51 years isn’t much time to live, but it is more time than Michael Jackson had.

At times I think there is a simple formula for longevity: do good and live long; do bad and die young.

Let’s test this formula.

Norman Ernest Borlaug did good. He used his brain and made discoveries in agricultural research that led to high-yielding crops which fed millions of people. He was awarded the Nobel Peace Prize, the Presidential Medal of Freedom and the Congressional Gold Medal. Maybe long life was another award for Borlaug. He died on September 12 having lived to 95.

Gertrude Noone was recently known as the world’s oldest living military veteran. She died September 10 at 110. She did good by serving her country and lived a long life.

So far the simple longevity formula works. Borlaug and Noone both did good and they lived a long life.

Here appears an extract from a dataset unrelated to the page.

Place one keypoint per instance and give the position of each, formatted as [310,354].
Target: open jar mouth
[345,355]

How about Assaf Ramon? He died September 13 at 20. His F-16 crashed while training with the Israeli Air Force and he died. He also did good by serving his country, but he died young. The same holds for his father, Ilan Ramon. Ilan was the first Israeli astronaut. That was good, but he died on the Columbia space shuttle at 48.

The formula fails. Doing good doesn’t always lead to long life. Sometimes people who do good die young.

Maybe we should ask God for long life, if we want it, and let him number our days. I don’t see anything wrong with that. However, in the Bible, Solomon had the chance to ask God for anything. He did not ask him for money. Not honor. Not long life. Solomon asked God for wisdom and God was pleased (1 Kings 3:11, 2 Chronicles 1:11).

A verse in Hebrew wisdom literature says, “Long life is in her right hand” (Proverbs 3:16). The “her” is understood by Hebrew scholars as referring to wisdom, the same thing Solomon wanted from God. Wisdom is the source of long life. If you want long life, get wisdom.

Now, does that mean that people who die young lack wisdom? Not necessarily. I’m not going to point my finger at any celebrity, fraudulent business man or crooked politician. I certainly don’t want to insinuate that a young soldier who dies an honorable death lacked wisdom.

At the same time, it is true that wisdom protects people from doing stupid things that could lead to an early death. Wisdom protects people from dirty business. Wisdom protects people from ingesting large quantities of prescription drugs. Wisdom offers good things, including long life.

The question now becomes, where do you find wisdom?

The Kansas ladies, Borlaug and Noone may have known the answer. Solomon did.